# Temp rise before AF?



## alex_85

Does anyone who charts have a temperature rise just before your period is due? Usually my temps start to drop a few days before AF, and they started to this month, but then yesterday and this morning they went higher again. I am due AF tonight/tomorrow morning. Also, FF says I O'ed on CD18, but could it have been CD17 instead?

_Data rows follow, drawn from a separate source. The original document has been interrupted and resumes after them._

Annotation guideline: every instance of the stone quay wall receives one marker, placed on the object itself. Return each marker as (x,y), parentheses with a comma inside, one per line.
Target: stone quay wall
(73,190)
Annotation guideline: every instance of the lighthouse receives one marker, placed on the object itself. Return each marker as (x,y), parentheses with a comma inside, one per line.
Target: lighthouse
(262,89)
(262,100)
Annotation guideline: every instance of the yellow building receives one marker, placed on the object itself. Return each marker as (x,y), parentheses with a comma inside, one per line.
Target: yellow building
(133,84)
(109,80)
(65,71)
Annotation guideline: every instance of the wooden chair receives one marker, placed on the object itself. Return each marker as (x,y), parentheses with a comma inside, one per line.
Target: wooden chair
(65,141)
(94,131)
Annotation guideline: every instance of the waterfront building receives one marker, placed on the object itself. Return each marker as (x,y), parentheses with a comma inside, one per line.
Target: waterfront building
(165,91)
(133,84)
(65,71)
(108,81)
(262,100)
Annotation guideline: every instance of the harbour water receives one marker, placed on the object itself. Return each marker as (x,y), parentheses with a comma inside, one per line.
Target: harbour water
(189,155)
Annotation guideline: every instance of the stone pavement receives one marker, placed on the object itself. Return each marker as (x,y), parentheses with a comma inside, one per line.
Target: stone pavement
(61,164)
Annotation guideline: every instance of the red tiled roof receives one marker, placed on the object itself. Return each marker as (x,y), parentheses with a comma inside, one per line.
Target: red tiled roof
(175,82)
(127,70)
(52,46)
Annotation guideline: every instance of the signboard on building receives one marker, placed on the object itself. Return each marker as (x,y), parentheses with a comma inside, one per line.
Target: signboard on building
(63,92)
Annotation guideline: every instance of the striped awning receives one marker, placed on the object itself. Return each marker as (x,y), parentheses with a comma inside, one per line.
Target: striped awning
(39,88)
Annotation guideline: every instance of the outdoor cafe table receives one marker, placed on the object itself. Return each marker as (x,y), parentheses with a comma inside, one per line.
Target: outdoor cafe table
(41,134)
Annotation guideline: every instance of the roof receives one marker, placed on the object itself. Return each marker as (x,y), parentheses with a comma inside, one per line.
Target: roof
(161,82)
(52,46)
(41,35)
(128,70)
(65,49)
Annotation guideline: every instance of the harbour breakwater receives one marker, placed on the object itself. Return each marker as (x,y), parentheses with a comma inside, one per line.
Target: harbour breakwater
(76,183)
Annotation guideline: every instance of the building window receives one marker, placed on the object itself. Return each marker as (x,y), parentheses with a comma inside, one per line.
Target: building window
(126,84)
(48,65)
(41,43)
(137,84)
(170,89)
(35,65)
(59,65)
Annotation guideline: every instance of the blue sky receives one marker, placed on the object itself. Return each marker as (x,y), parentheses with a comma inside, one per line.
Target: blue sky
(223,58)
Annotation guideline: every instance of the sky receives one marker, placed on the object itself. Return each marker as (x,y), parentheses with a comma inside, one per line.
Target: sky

https://www.fertilityfriend.com/home/2e8600


----------



## Doingit4us

Have u tested yet? My temps start dropping right before also. I'd say u might be pregnant and it looks like you O'd on the 18th


----------



## Jrie1

Doingit4us.... Did u check ur temp? How was your flight...

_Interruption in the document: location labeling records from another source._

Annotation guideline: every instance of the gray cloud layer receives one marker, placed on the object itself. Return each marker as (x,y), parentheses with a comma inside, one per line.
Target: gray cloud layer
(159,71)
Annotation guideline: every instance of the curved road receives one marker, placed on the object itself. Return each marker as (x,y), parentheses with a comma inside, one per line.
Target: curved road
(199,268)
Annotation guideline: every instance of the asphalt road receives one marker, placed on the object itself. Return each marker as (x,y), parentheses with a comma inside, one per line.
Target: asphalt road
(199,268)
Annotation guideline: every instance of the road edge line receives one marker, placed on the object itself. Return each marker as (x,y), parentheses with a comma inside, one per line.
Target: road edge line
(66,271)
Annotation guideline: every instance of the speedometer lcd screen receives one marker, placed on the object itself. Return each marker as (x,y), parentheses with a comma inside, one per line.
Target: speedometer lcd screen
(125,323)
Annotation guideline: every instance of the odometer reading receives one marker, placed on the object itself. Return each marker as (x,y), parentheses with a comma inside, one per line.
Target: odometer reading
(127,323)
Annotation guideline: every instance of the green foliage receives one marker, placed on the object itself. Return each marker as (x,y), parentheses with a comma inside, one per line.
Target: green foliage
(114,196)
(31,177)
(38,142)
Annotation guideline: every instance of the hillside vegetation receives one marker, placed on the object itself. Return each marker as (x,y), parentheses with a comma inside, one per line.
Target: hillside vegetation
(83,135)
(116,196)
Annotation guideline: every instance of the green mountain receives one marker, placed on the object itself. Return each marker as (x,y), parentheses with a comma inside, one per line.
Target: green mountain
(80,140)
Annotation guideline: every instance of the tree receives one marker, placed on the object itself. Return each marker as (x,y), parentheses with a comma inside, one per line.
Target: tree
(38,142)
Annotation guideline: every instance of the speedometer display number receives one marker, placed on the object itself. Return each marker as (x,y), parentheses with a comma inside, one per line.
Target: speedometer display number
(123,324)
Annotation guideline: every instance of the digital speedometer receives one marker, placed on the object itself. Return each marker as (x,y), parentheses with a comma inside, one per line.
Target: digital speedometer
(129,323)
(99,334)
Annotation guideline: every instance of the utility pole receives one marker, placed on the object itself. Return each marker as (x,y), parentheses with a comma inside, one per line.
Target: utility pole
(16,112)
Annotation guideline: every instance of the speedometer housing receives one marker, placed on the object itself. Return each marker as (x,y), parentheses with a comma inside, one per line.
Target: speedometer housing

Alex! Hi nice to meet u. I'm excited you temps are up. It usually means your preggy! Yayyyy. By now if af was coming your temps should have dropped. Mines are still 99.8 and I'm normally 98.7.I'm not due for af til tues or wed. So I'm very nervous and hope it stays up tomorrow and monday.


----------



## alex_85

No, I havent tested yet. I will wait till monday or tuesday I think, if AF doesn't show. I'm probably not preg, but the temp rise has never happened to me before. I've been exhausted all this week, headaches, sooooo irritable, to the point of holding myself back from being rude to customers in work, which I NEVER do usually, then teary for being grumpy! I've had cramps all week, the tops of my boobs, near my armpits hurt, like I've done push-ups or something? Plus my nose bled last night, which is very unusual for me. 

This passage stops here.